In order to accomplish this goal, we will propose an XML DTD which records the basic events in a Communicator-compliant system which can be annotated with type information indicating that a data element is "significant" from the point of view of annotators (and annotation tools).
To clarify we will consider the following (term definitions are by no means final and are open to suggestion):
Data | Obligatory | Standard access |
Duration of session | yes | readable directly off the XML representation proposed below |
Duration of turn (input or output) | yes | readable directly off the XML representation proposed below |
Duration of generation of output (in a phone demo, the time the synthesizer takes to generate the audio file) | yes | see 1 |
Duration of display of output (in a phone demo, how long it takes to play the audio file) | yes | see 2 |
Duration of recognition of input (in a phone demo, how long it takes the recognizer to produce its hypotheses) | yes | see 3 |
Duration of arbitrary operations | no | readable directly off the XML representation proposed below |
Number of turns within a session | yes | readable directly off the XML representation proposed below |
Number of sessions (in our current model each session is its own logfile) | yes | readable directly off the XML representation proposed below |
The audio files corresponding to the user input and system output and their formats. The audio files should be stored and distributed with the logs, and the pathnames of these files should be relative to the log. | yes | accessed given an arbitrary search of the logged data (see the "audio_input" and "audio_output" values for the type attribute of the GC_DATA tag, as well as the "mime_type" attribute) |
The text of the user input chosen by the system | yes | accessed given an arbitrary search of the logged data (see the "text_input" values for the type attribute of the GC_DATA tag) |
The text of the system output | yes | accessed given an arbitrary search of the logged data (see the "text_output" value for the type attribute of the GC_DATA tag) |
All possible input sentences (from the recognizer) up to a certain limit (TBD) (N/A to systems that use a word lattice) | no | accessed given an arbitrary search of the logged data (see the "text_input_hypothesis" value for the type attribute of the GC_DATA tag) |
Indication of whether the parse succeeded | no | see 4 |
The full input interpretation | no | accessed given an arbitrary search of the logged data |
The elements which may pose minor complications have been left blank. Here we make tentative proposals for each of these:
We propose that operations should be logged as single XML elements. For example:
<GC_OPERATION name="paraphrase_reply" server="nl" location="localhost:11000"

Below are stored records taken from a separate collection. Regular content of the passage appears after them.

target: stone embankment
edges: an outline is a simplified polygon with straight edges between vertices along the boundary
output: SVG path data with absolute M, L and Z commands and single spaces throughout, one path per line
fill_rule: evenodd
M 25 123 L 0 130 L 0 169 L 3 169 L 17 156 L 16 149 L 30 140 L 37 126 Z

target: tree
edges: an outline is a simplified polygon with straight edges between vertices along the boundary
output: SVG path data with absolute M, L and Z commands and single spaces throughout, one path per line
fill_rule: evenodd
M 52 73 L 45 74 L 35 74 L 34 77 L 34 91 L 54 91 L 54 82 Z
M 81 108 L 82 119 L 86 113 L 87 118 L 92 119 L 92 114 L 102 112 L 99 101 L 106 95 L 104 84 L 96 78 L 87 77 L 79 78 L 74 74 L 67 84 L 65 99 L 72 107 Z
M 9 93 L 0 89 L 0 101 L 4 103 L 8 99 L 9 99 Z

turnid="-1" stime="941473394.66" etime="941473394.69" tidx="3">
<GC_DATA key=":reply_string" dtype="string">
Hi! Welcome to Mitre's Travel demonstration. This call is being recorded for
system development. You may hang up or ask for help at any time. How can I
help you?
</GC_DATA>
</GC_OPERATION>
Since in our distributed architecture
messages are sent asynchronously, and many events may occur before the
completion of an operation, some caching (or post processing) will be necessary
to log operations as single elements.
Next we will try to define the main entities
in the logfile and their formats. A DTD is also available which defines
these terms and their relations. We will assume all time types will use
a standard base time known as "the epoch", the number of milliseconds since
January 1, 1970, 00:00:00 GMT.
Name | Description | Type | Required |
id | We should attempt to determine a unique identifier for sessions. MIT's solution for this is of the following format (IP:process id:session counter). Process id's might not be trivial to achieve in different programing languages and OS' however there usually are "equivalent" data available | string | yes |
stime | time when session started | milliseconds | yes |
etime | time when session finished | milliseconds | yes |
GC_TURN | see GC_TURN | GC_TURN | no |
<GC_SESSION
id="129.10.2.200:1010:3"
stime="930254422.720000"
etime="930254434.790000">
...
</GC_SESSION>
Name | Description | Type | Required |
id | A unique identifier within each session | number | yes |
stime | time when turn started | milliseconds | yes |
etime | time when turn ended | milliseconds | yes |
GC_OPERATION | see GC_OPERATION | GC_OPERATION | no |
GC_MESSAGE | see GC_MESSAGE | GC_MESSAGE | no |
GC_EVENT | see GC_EVENT | GC_EVENT | no |
<GC_TURN
id="-01"
stime="930254422.720000"
etime="930254424.790000">
...
</GC_TURN>
Name | Description | Type | Required |
type | the type of operation being executed (specific values TBD) | string | no |
turnid | the turn id that this operation was executed under | number | yes |
stime | time when operation started | milliseconds | yes |
etime | time when operation ended | milliseconds | yes |
server | the name (according to the program file) of the server that executed the operation | string | yes |
location | the server (real server name or IP address) and its port (server_name:port_number) | string | yes |
name | the name of the operation | string | yes |
tidx | the token index associated with the operation | number | no |
reply_type | valid values of reply_type include normal, detroy, and error | string | no |
GC_DATA | see GC_DATA | GC_DATA | no |
<GC_OPERATION name="paraphrase_reply" server="nl" location="localhost:11000"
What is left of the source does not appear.